紀美子は涙を堪えながら、そっとゆみの頬に手を添えた。

「うん、ママはここにいるよ。大丈夫?」

ゆみはゆっくりと頷いた。

「大丈夫だよ、ママ。慣れてるから……」

紀美子の目に涙が溜まった。

自分の知らないところで、娘が一体どれほどの苦しみを味わってきたのか、想像もつかなかった。

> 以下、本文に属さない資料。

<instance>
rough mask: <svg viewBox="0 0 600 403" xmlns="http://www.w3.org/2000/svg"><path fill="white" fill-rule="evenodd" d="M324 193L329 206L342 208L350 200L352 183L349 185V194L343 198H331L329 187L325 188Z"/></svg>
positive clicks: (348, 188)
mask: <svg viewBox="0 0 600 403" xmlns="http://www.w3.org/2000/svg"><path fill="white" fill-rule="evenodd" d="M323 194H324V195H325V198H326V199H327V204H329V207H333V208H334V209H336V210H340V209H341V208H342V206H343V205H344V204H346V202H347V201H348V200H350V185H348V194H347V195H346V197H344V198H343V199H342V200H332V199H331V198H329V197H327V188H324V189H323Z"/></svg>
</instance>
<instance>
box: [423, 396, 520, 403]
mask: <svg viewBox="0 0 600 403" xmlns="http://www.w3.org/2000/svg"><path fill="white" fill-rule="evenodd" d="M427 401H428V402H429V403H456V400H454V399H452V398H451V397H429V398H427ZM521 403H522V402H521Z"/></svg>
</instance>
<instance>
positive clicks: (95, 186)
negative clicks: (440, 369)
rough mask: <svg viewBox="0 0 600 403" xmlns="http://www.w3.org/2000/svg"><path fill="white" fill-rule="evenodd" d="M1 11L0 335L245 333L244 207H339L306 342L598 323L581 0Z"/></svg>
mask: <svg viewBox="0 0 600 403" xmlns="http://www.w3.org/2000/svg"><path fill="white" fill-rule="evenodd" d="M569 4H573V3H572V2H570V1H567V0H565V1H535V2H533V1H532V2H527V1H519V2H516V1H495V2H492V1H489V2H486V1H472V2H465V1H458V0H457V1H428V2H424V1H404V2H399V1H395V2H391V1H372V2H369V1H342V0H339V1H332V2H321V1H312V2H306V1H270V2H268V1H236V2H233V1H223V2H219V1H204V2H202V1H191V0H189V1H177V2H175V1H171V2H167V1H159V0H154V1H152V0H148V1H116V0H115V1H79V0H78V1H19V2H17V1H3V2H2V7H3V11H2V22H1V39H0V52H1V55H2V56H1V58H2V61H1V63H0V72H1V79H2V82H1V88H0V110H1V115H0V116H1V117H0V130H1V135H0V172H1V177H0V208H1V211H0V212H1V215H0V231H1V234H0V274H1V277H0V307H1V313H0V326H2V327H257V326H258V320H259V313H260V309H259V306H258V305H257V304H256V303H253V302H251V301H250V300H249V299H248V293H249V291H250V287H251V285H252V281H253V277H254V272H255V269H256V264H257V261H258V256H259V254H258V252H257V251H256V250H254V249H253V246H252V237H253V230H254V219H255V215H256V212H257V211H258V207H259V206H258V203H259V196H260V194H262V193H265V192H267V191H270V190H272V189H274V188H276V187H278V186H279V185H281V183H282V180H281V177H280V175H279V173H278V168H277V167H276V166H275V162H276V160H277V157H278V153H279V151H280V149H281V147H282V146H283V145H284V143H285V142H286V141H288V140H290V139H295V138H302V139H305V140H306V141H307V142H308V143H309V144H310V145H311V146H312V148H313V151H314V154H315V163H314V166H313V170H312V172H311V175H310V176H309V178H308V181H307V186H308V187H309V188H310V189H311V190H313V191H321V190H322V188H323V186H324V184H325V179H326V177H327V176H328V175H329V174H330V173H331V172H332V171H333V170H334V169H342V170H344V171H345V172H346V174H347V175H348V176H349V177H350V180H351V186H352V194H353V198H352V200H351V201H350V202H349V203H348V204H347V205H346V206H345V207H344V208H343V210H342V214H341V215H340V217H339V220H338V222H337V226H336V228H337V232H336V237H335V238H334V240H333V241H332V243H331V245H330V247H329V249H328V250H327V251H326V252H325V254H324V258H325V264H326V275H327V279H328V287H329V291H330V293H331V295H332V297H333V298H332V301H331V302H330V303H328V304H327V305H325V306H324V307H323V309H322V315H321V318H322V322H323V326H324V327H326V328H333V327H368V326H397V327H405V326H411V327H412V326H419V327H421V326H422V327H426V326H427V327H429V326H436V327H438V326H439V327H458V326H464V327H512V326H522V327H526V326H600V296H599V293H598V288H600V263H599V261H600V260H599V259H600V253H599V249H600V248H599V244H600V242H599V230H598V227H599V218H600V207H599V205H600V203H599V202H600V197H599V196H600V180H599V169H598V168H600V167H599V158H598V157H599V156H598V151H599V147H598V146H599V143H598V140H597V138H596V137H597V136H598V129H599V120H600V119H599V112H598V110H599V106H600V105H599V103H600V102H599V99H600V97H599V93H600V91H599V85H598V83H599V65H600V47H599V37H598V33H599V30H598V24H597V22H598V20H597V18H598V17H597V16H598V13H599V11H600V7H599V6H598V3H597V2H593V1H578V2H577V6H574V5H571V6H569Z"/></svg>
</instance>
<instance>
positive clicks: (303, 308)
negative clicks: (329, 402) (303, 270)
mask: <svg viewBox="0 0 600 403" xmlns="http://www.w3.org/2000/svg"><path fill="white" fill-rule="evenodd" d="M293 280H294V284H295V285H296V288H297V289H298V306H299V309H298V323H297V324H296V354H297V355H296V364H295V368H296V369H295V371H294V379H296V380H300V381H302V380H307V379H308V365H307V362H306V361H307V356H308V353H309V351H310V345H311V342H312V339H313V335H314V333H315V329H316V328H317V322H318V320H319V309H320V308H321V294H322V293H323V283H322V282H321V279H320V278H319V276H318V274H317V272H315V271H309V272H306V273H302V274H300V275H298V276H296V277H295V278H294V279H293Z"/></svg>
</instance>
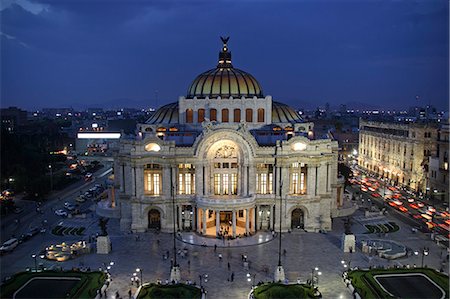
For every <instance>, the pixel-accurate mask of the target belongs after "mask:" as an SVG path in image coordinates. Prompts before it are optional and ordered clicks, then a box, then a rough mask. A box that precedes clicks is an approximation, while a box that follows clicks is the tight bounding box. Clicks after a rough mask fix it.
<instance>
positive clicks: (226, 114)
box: [222, 109, 228, 123]
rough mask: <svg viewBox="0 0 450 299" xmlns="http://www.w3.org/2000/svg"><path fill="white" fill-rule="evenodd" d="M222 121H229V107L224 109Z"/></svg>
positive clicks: (224, 122) (222, 113)
mask: <svg viewBox="0 0 450 299" xmlns="http://www.w3.org/2000/svg"><path fill="white" fill-rule="evenodd" d="M222 122H223V123H227V122H228V109H222Z"/></svg>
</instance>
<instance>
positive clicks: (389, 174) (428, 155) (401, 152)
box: [358, 119, 438, 194]
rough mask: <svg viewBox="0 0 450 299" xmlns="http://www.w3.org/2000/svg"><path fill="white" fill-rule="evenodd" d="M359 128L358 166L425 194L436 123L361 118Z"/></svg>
mask: <svg viewBox="0 0 450 299" xmlns="http://www.w3.org/2000/svg"><path fill="white" fill-rule="evenodd" d="M359 129H360V130H359V157H358V165H359V166H360V167H362V168H364V169H366V170H368V171H370V172H372V173H375V174H377V175H379V176H380V177H383V178H387V179H389V181H390V182H391V183H392V184H395V185H400V186H405V187H408V188H410V189H411V190H414V191H416V192H420V193H423V194H425V192H426V190H427V187H428V169H429V157H430V156H433V155H436V146H437V144H436V139H437V133H438V131H437V125H436V124H434V123H409V124H399V123H391V122H376V121H366V120H363V119H361V120H360V124H359ZM428 188H429V187H428Z"/></svg>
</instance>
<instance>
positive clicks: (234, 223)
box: [233, 210, 236, 238]
mask: <svg viewBox="0 0 450 299" xmlns="http://www.w3.org/2000/svg"><path fill="white" fill-rule="evenodd" d="M235 237H236V211H235V210H233V238H235Z"/></svg>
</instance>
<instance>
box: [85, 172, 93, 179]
mask: <svg viewBox="0 0 450 299" xmlns="http://www.w3.org/2000/svg"><path fill="white" fill-rule="evenodd" d="M92 178H93V175H92V173H90V172H88V173H86V174H85V175H84V180H85V181H90V180H92Z"/></svg>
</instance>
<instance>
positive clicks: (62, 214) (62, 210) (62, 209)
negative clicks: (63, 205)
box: [55, 209, 67, 217]
mask: <svg viewBox="0 0 450 299" xmlns="http://www.w3.org/2000/svg"><path fill="white" fill-rule="evenodd" d="M55 214H56V215H57V216H62V217H67V212H66V211H64V210H63V209H59V210H56V211H55Z"/></svg>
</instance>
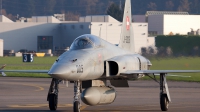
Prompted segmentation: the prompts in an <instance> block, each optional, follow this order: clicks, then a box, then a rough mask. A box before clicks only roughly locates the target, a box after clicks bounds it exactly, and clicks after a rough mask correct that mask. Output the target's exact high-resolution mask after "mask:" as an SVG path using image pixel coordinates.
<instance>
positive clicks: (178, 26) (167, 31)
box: [163, 15, 200, 35]
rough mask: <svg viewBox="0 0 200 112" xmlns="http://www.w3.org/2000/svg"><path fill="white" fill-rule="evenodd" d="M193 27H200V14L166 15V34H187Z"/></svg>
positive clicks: (193, 27) (164, 15)
mask: <svg viewBox="0 0 200 112" xmlns="http://www.w3.org/2000/svg"><path fill="white" fill-rule="evenodd" d="M191 28H193V29H194V31H196V30H198V29H200V15H164V32H163V34H164V35H169V33H170V32H172V33H173V34H174V35H175V34H180V35H187V33H188V32H190V31H191Z"/></svg>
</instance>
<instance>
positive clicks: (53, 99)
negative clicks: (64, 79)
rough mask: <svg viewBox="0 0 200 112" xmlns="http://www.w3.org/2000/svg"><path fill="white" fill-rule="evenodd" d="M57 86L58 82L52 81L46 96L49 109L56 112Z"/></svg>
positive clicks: (57, 92)
mask: <svg viewBox="0 0 200 112" xmlns="http://www.w3.org/2000/svg"><path fill="white" fill-rule="evenodd" d="M58 84H59V80H57V79H54V78H53V79H52V81H51V85H50V87H49V92H48V95H47V101H49V109H50V110H56V109H57V105H58Z"/></svg>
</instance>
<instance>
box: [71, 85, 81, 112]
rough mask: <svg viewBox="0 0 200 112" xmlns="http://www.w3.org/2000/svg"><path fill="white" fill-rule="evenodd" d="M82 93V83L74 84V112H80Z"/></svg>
mask: <svg viewBox="0 0 200 112" xmlns="http://www.w3.org/2000/svg"><path fill="white" fill-rule="evenodd" d="M80 93H81V82H80V81H75V82H74V104H73V109H74V112H80V108H81V103H80Z"/></svg>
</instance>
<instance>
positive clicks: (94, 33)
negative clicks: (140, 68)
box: [91, 23, 155, 53]
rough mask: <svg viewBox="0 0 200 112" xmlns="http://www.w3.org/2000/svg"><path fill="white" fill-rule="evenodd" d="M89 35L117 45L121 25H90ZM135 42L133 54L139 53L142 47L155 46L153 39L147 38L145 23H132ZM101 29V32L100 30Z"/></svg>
mask: <svg viewBox="0 0 200 112" xmlns="http://www.w3.org/2000/svg"><path fill="white" fill-rule="evenodd" d="M91 24H92V25H91V34H93V35H96V36H100V37H101V38H102V39H104V40H106V41H108V42H110V43H112V44H119V40H120V36H121V27H122V23H91ZM132 24H133V36H134V41H135V52H136V53H141V48H142V47H149V46H153V45H155V38H154V37H152V38H149V37H148V30H147V29H148V24H147V23H132ZM100 28H101V30H100Z"/></svg>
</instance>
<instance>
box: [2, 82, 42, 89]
mask: <svg viewBox="0 0 200 112" xmlns="http://www.w3.org/2000/svg"><path fill="white" fill-rule="evenodd" d="M6 84H13V85H23V86H31V87H35V88H38V89H37V90H35V91H43V90H44V88H43V87H41V86H38V85H34V84H21V83H13V82H6Z"/></svg>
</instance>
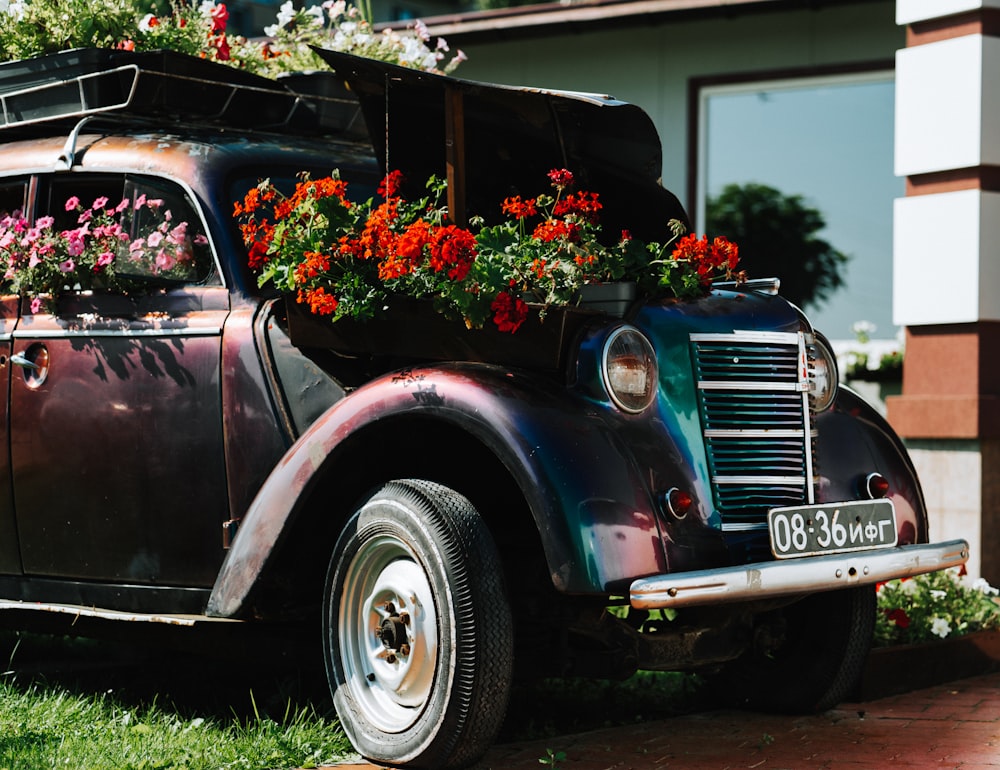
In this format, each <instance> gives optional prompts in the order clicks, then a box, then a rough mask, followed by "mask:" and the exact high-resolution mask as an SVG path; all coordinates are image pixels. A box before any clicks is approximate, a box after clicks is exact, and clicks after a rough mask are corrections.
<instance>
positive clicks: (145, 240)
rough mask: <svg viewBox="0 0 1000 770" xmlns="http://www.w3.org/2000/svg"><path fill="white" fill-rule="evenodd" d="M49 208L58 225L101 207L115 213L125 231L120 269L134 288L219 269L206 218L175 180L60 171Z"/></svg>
mask: <svg viewBox="0 0 1000 770" xmlns="http://www.w3.org/2000/svg"><path fill="white" fill-rule="evenodd" d="M45 209H46V211H47V213H48V214H49V215H50V216H52V217H53V219H54V220H55V226H56V227H58V228H75V227H79V226H80V225H81V221H82V220H84V221H85V220H86V218H87V217H89V216H92V215H93V212H96V211H104V212H109V213H113V218H114V220H115V222H116V223H117V224H118V225H119V226H120V227H121V231H122V235H121V238H120V245H119V248H118V253H117V254H116V255H115V275H116V276H117V278H118V279H119V281H121V282H122V283H124V284H125V285H126V286H128V287H129V288H130V289H141V288H143V287H144V286H148V287H162V286H170V285H176V284H199V283H206V282H210V281H211V279H212V278H213V277H215V275H216V271H215V262H214V260H213V259H212V253H211V249H210V247H209V242H208V238H207V237H206V235H205V229H204V226H203V224H202V221H201V218H200V216H199V215H198V212H197V210H196V209H195V207H194V206H193V205H192V203H191V201H190V199H189V197H188V195H187V193H186V192H185V191H184V190H183V189H182V188H180V187H179V186H177V185H174V184H171V183H170V182H169V181H166V180H162V179H158V178H154V177H143V176H138V175H77V174H73V175H69V176H58V177H54V178H52V179H51V181H50V184H49V188H48V196H47V201H46V205H45ZM211 282H213V283H217V281H211Z"/></svg>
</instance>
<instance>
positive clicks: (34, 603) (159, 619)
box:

「だから車から勝手に降りるなって言っただろ!どうして言うことを聞かないんだ!」

佑樹が叱りつけた。

すると、念江がわざとらしく咳払いをして佑樹の言葉を遮った。

「佑樹、まずはゆみを休ませよう」

ゆみは佑樹の言葉を気にせず、ぱちぱちと瞬きをしながら、保健室の隅をじっと見つめた。

「……おばさん……見えてるよ……」

ゆみが弱々しく呟いた。

彼女の視線を辿り、皆もそちらを見たが、何も見えなかった。

晋太郎がベッドの反対側に座り、静かに尋ねた。

「ゆみ、誰と話しているんだ?」

ゆみは乾いた唇を舐め、答えた。

「さっきまで私の体に乗っていたおばさん。あそこに立って、私を見てるの」

晋太郎は訝しげに再び視線を向けた。

しかし、やはり何も見えなかった。

ゆみは彼の困惑を察し、紀美子に向かって手を伸ばした。

「ママ、バッグの外側のポケットにお札があるから、それをパパに渡して」

紀美子は言われた通り、シワだらけのお札を取り出し、晋太郎に手渡した。

「パパ、このお札、私がこっそり真似して描いたの。これを貼れば、おばさんの姿が見えるよ」

晋太郎は半信半疑ながら、お札を胸に貼り、再び隅を見た。

すると今度は、そこに立っているものがはっきりと見えた。

顔の様子が分からなくなるほどの損傷を受けた中年の女性が、じっとこちらを見つめている。

晋太郎の胸に衝撃が走った。

それと同時に、彼の中の常識が崩れ去った。

突然、頭に激しい痛みが走り、晋太郎は目を閉じて両手でこめかみを押さえた。

晴はすぐに気づき、急いで駆け寄った。

「晋太郎?どうしたんだ?」

その声に、全員が一斉に晋太郎へ視線を向けた。

紀美子はすぐに立ち上がり、慌てて彼の元へ駆け寄った。

「晋太郎!?」

紀美子は彼のそばにしゃがみ込み、呼びかけた。